Экономно выражается, подумала Фредерика. Мужчина тем временем снова погрузился в молчание. Его зад словно бы еще вырос и приблизился. Его лацкан задевал ей грудь. Фредерика чувствовала, как он дышит. Она уткнулась лицом в стекло и стала изучать заоконный пейзаж. Бурый, прошлогодний цвет: поблекшая ежевика, сухой вереск, а под ними – новая сырая земля и наступающая зелень. Бывает искусство без пейзажа – до пейзажа, а может, и после. Расин, например, не стал бы всматриваться в оттенки ежевики, да и недавно открытый ею Мондриан [206], конечно, тоже. А вот если живешь здесь, то всматриваешься в природу, кладешь ее образы в основу мышления и восприятия, как сестры Бронте и их героини. И все же не видишь толком ни ее, ни сквозь нее: слишком много ассоциаций сгущается перед взором. Ей на миг представилась некая квартира в Лондоне – возможно, будущая обитель Александра: гладкое бледное дерево, много белизны, сдвинутые шторы, приглушенный свет. Все формы явно искусственные: квадратные, скругленные, обтекаемые. Тут и там по чуть-чуть золотого и кремового. Она улыбнулась, и бурый сосед снова обернулся к ней:
– А чем можно заняться в том местечке?
– Не знаю. Говорят, там очень красиво.
– Слыхал. Пожалуй, поброжу, разомну ноги. Даже странно: работа – сплошные разъезды, а в выходной меня опять куда-то тянет. Я за эту неделю исколесил все графство: Хаддерсфилд, Вейкфилд, Брэдфорд, Йорк, Калверли. Был в Харрогите на кукольной ярмарке. Я представляю фирму игрушек. И что бы, кажется, на досуге не посидеть спокойно? Но вот поди ж ты, чувствую какую-то тягу…

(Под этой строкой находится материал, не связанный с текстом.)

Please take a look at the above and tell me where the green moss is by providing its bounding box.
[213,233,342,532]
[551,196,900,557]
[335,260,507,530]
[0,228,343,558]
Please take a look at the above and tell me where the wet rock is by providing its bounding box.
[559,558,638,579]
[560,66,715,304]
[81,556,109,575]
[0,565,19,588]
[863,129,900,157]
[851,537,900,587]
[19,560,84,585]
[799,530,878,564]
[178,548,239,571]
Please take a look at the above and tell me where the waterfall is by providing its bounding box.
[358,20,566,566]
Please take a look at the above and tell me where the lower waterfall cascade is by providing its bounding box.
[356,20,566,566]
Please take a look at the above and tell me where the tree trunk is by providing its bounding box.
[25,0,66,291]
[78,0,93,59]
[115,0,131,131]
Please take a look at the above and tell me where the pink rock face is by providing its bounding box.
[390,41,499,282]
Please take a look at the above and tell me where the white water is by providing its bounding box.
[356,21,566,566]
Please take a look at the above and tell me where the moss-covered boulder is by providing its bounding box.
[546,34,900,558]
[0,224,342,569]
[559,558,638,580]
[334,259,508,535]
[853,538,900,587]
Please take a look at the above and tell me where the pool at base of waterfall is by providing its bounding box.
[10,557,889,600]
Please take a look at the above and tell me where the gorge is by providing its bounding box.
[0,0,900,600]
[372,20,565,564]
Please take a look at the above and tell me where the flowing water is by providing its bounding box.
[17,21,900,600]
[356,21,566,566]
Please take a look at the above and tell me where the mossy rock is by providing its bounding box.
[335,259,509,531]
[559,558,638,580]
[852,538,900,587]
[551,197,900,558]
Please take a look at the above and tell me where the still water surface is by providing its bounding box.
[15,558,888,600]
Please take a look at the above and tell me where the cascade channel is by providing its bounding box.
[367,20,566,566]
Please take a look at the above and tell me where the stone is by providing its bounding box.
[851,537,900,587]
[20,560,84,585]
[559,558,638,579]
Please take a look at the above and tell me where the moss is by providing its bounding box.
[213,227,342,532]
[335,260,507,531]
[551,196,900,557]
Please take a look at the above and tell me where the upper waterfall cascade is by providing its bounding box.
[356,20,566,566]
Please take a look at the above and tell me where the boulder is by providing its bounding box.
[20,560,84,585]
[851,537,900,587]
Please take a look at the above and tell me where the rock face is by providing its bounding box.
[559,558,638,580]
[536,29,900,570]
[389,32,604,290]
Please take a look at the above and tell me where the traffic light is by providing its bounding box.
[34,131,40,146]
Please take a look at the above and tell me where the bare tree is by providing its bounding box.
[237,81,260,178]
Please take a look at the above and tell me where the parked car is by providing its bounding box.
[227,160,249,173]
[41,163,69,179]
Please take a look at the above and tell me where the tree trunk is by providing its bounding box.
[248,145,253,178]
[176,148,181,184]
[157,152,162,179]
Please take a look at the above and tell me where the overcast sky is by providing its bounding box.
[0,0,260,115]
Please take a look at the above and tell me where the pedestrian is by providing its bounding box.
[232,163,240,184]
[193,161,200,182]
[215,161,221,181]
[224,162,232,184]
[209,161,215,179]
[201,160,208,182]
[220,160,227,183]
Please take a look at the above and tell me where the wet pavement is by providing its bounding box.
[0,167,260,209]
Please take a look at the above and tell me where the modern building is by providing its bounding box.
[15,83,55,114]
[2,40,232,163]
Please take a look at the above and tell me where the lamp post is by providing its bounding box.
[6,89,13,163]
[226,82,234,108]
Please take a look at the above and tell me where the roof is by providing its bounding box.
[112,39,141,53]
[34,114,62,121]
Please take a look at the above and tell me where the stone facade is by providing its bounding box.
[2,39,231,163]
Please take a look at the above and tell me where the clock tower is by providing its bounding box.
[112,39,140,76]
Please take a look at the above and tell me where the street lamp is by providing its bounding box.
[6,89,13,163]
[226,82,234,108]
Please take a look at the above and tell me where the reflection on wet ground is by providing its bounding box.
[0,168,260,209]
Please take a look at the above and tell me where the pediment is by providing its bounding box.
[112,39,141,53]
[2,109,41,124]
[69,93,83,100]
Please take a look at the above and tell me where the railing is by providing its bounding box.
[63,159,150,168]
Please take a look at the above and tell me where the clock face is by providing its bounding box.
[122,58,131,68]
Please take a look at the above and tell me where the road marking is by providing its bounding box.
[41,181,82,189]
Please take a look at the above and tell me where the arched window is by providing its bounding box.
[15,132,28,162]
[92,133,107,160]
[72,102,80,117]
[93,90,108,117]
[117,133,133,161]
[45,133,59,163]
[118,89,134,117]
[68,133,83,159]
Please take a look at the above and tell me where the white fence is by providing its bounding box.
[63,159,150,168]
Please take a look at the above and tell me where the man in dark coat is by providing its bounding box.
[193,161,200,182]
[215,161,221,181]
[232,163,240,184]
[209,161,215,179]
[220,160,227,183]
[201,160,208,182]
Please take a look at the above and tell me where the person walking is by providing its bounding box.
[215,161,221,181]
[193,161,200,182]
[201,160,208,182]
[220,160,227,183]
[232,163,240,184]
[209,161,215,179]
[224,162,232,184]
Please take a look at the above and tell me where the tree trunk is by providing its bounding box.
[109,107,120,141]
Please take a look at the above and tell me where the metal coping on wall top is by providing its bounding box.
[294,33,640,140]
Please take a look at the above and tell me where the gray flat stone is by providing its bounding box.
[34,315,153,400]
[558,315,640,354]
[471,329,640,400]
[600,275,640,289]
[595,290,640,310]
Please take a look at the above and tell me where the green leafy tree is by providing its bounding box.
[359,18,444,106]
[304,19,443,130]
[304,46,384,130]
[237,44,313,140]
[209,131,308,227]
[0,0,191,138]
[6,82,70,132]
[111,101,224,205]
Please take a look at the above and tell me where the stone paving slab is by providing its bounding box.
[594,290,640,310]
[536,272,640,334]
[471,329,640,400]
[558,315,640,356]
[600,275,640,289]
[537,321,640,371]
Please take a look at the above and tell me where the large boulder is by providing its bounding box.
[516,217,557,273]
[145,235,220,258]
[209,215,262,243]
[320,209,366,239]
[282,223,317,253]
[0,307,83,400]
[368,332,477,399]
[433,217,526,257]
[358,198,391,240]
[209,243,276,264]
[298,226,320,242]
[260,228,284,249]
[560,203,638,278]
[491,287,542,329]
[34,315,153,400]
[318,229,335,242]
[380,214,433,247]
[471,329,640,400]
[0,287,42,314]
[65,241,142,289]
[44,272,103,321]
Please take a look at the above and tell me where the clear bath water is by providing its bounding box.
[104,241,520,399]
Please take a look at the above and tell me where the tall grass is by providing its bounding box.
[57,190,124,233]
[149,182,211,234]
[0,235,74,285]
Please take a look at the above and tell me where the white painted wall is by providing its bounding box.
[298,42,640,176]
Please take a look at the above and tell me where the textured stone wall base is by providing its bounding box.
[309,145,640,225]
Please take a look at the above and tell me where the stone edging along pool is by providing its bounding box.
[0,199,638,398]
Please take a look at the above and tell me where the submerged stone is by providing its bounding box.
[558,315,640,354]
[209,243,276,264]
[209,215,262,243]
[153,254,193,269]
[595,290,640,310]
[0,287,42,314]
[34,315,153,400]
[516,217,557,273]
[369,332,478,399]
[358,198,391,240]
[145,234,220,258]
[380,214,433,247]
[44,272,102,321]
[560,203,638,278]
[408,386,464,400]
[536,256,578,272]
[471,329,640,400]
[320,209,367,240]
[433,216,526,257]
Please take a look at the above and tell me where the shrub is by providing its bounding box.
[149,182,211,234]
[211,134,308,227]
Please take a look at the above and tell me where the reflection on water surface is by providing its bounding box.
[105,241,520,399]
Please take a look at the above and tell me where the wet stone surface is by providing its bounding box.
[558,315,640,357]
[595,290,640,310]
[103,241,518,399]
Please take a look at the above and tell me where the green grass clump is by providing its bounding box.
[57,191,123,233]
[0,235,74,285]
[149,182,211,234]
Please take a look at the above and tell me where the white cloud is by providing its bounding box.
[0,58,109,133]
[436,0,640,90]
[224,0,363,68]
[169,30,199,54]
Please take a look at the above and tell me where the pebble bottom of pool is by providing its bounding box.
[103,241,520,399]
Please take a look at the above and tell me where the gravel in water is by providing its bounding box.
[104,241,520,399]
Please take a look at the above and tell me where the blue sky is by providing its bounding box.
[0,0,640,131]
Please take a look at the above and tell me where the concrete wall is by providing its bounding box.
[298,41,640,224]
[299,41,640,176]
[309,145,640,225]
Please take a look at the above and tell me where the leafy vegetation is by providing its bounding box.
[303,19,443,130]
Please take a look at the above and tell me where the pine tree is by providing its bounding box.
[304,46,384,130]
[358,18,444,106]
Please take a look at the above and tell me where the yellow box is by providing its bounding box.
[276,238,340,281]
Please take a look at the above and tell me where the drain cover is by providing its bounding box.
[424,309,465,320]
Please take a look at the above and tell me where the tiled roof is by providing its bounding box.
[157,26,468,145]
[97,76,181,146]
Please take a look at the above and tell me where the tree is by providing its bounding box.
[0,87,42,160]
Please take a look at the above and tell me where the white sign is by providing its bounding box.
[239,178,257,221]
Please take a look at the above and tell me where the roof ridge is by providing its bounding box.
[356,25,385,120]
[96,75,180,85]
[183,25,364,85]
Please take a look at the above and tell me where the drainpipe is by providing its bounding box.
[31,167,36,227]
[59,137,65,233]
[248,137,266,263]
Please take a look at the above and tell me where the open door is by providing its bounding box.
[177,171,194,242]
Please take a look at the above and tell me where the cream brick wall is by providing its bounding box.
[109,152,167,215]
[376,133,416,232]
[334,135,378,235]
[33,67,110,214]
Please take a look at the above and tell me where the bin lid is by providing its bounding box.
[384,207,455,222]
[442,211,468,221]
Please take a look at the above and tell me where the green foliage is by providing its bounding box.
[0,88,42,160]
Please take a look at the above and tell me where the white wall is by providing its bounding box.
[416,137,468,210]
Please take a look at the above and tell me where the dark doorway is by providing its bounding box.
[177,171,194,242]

Фредерика осторожно кивнула. Сосед продолжал с внезапной вспышкой раздражения:
– С этими разъездами понемногу остаешься один. Семья отвыкла, дом как не мой. Я в них уйму денег вкладываю – ты не поверишь, горстями сыплю! И что я с этого имею? Ничего. Моральное удовлетворение: со мной им живется вольготней, чем жилось бы без. Нет, я все понимаю и не обижаюсь. Я не прихожу каждый день к ужину, не сижу в гостиной, – конечно, я выпадаю из их жизни. Бывает, вернусь и чувствую: мне не рады. Я в тягость. Поэтому теперь стараюсь возвращаться пореже. Не рвусь из жил, не лечу к ним при первой возможности. Возьму номер в гостинице, пошлю им открытку покрасивей, а сам поразведаю окрестности, увижу что-нибудь занятное, поговорю с людьми. В конечном итоге это лучше, меньше разочарований.
– Согласна, – кивнула Фредерика, так и не узнавшая, кто населял дом бурого соседа, – родители, жена, дети? – У меня вот тоже сестра замуж выходит. В доме полнейший бедлам.
– Не сомневаюсь! – с энергическим сочувствием отозвался сосед.
В Готленде автобус остановился возле паба. Было холодно. Тут же на кочковатом выгуле расхаживали гуси, и черномордые йоркширские овцы неспешно бродили, жевали траву, хмуро глядели на проходящих, а наглядевшись, трусили прочь.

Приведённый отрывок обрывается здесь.